Die Ausweitung der Ladenöffnungszeiten bringt keinen höheren Konsum, sondern verlagert ihn nur – die Einkäufe erfolgen statt am Samstag einfach am Sonntag.
Längere Ladenöffnungszeiten können langfristig gar zu tieferen Löhnen im Detailhandel führen. Der höhere Personaleinsatz aufgrund der längeren Öffnungszeiten bei gleichbleibenden Umsätzen senkt die Produktivität, was oft geringere Löhne bedeutet. «Dieses Bild zeigt sich im Detailhandel in den USA und Grossbritannien, wo längere Öffnungszeiten zwar mehr Jobs, aber auch vergleichsweise niedrige Löhne zur Folge haben», erklärt Bickert.
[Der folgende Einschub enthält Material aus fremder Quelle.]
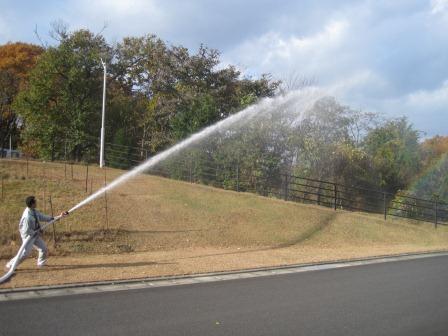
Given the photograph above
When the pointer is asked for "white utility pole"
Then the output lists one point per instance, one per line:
(102, 117)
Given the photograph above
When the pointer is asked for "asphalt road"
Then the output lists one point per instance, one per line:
(397, 298)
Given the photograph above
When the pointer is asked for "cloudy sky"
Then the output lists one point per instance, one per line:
(388, 56)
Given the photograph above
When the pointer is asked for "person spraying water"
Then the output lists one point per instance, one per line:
(293, 103)
(30, 230)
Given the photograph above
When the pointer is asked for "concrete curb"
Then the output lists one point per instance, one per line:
(151, 282)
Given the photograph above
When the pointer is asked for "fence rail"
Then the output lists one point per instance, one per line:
(289, 187)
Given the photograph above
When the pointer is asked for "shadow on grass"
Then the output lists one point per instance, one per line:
(86, 266)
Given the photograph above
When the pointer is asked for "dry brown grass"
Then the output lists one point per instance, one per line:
(158, 227)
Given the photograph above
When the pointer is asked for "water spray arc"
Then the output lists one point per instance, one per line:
(294, 102)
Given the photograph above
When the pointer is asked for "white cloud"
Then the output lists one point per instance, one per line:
(439, 6)
(430, 99)
(273, 52)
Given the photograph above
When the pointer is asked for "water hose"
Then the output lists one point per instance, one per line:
(26, 242)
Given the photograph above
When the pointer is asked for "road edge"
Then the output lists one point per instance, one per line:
(9, 294)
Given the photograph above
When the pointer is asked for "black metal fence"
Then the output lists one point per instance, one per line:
(290, 187)
(306, 190)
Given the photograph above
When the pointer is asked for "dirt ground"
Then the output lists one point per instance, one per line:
(86, 268)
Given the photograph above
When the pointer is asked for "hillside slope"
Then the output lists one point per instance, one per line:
(156, 214)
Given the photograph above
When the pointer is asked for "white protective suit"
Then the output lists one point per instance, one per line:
(28, 226)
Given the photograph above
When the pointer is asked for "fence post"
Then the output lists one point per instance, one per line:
(335, 196)
(286, 181)
(436, 210)
(237, 177)
(87, 174)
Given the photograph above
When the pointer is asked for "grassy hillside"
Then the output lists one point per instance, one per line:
(155, 214)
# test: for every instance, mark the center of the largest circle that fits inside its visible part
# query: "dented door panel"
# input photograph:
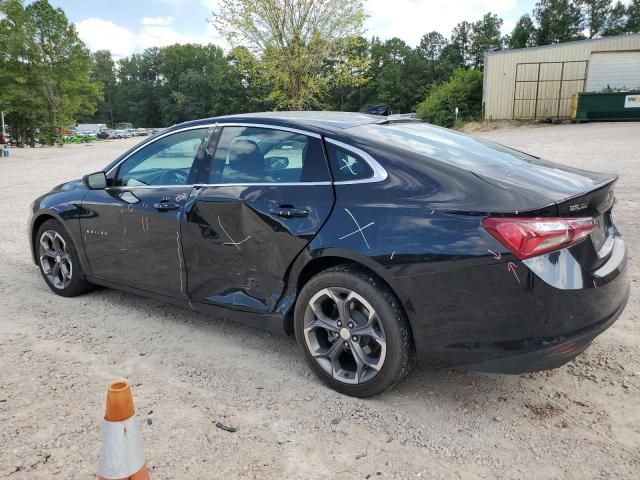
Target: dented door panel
(239, 241)
(129, 240)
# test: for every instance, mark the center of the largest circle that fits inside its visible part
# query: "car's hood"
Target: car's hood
(70, 185)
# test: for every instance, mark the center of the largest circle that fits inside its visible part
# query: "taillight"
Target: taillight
(528, 237)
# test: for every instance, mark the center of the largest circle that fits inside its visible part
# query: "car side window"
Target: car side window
(346, 165)
(166, 161)
(249, 155)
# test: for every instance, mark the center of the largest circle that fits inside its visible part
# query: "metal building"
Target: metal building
(540, 82)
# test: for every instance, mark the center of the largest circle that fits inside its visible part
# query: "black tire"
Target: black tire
(75, 283)
(399, 356)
Scheinbar kleine Liberalisierung – grosse Folgen
Die beiden Vorschläge scheinen nur kleine Schritte zu sein – die Sonntagsverkäufe wären auf zwölf pro Jahr begrenzt und die Tourismuszonen betreffen nur wenige Städte und Geschäfte. Doch schon kleine Liberalisierungen haben weitreichendere Folgen als auf den ersten Blick gesehen. So ist es nicht nur das Verkaufspersonal, das an diesen Sonntagen arbeiten muss. Die Geschäfte müssen beliefert und nach Ladenschluss gereinigt werden. Die Kundinnen und Kunden müssen irgendwie zu den Geschäften kommen, was zusätzlichen Bedarf an Personal für den öffentlichen Verkehr oder der Polizei mit sich bringt. Für Familien, deren Eltern nun auch am Sonntag arbeiten, entsteht ein erhöhter Bedarf an Betreuungsangeboten – ein ganzer Rattenschwanz an Folgebeschäftigung.
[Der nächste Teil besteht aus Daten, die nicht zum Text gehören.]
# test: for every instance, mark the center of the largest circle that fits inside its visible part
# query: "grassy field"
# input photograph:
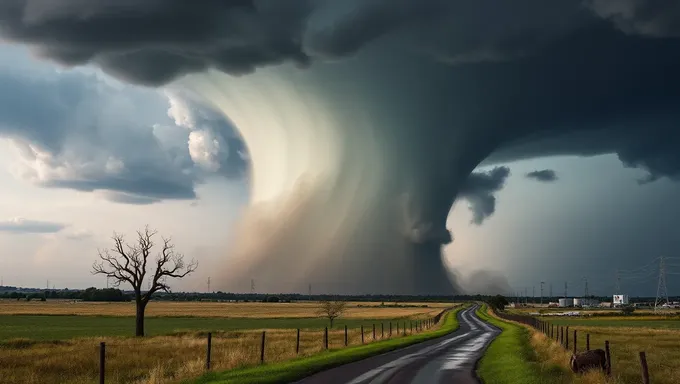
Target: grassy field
(57, 349)
(49, 328)
(214, 310)
(296, 369)
(617, 322)
(661, 346)
(627, 336)
(511, 358)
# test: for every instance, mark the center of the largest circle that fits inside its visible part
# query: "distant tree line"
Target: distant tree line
(90, 294)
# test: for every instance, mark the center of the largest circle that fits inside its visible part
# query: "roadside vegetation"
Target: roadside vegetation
(299, 368)
(516, 357)
(523, 355)
(64, 349)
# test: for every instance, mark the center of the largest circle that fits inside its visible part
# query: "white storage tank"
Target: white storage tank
(620, 300)
(566, 302)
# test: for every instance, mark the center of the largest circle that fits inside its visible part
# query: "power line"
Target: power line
(661, 290)
(585, 289)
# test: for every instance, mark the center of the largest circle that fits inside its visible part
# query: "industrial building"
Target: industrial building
(565, 302)
(620, 300)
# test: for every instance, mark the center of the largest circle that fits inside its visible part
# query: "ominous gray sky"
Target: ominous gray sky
(424, 91)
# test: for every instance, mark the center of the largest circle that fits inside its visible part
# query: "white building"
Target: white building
(620, 300)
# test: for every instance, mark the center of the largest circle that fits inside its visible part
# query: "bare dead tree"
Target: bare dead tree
(130, 263)
(331, 309)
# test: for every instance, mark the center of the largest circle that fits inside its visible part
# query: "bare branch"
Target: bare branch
(129, 263)
(331, 309)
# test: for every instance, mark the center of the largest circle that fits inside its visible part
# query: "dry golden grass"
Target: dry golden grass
(155, 360)
(215, 310)
(640, 314)
(661, 346)
(168, 359)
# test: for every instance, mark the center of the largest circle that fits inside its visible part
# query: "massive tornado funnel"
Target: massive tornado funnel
(350, 187)
(365, 118)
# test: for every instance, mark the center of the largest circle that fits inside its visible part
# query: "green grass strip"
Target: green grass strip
(292, 370)
(510, 358)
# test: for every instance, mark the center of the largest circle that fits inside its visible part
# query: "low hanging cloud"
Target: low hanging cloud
(479, 190)
(27, 226)
(77, 132)
(544, 175)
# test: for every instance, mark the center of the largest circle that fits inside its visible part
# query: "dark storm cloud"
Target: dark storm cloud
(474, 78)
(656, 18)
(544, 175)
(479, 190)
(161, 39)
(24, 226)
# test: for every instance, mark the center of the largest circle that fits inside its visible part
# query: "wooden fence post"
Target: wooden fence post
(297, 343)
(102, 362)
(645, 369)
(325, 337)
(609, 359)
(207, 357)
(262, 348)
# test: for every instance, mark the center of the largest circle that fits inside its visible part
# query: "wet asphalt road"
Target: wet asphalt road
(448, 359)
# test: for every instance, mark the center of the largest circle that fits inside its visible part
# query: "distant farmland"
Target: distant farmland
(57, 342)
(655, 323)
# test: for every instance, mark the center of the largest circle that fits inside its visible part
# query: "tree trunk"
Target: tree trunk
(139, 318)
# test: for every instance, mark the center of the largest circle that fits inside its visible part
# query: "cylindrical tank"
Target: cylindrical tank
(566, 302)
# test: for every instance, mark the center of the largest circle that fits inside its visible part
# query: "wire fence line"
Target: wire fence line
(562, 335)
(178, 357)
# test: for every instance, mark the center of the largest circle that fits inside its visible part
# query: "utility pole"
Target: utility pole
(526, 297)
(618, 282)
(661, 290)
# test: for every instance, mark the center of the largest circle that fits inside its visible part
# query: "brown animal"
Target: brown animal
(584, 361)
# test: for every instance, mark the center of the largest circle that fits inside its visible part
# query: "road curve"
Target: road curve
(448, 359)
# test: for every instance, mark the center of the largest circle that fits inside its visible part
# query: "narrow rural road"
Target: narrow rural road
(448, 359)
Noch grösser ist die Gefahr, dass der Sonntag nach und nach zu einem normalen Arbeitstag wird. Mit jeder weiteren schrittweisen Liberalisierung – sei es durch eine Ausnahme oder einen zusätzlichen Verkaufstag – wird der arbeitsfreie Sonntag weiter erodieren - klassische Salamitaktik.
Gemeinsam für gesunde Arbeitsbedingungen
/Die Forderungen nach Liberalisierungen werden immer lauter und betreffen längst nicht nur den Detailhandel. Ständige Erreichbarkeit und immer mehr Flexibilität machen es immer schwieriger, Arbeit und Freizeit in Balance z u h alten. Deshalb ist es umso wichtiger, dieser Entwicklung entgegenzuwirken. Für Bickert ist klar: «Der Sonntag soll ein arbeitsfreier Tag bleiben – für Erholung, Hobbys, gemeinsame Aktivitäten und als Tag, an dem man die Arbeit auch einfach mal vergessen kann. Dafür kämpfen wir!»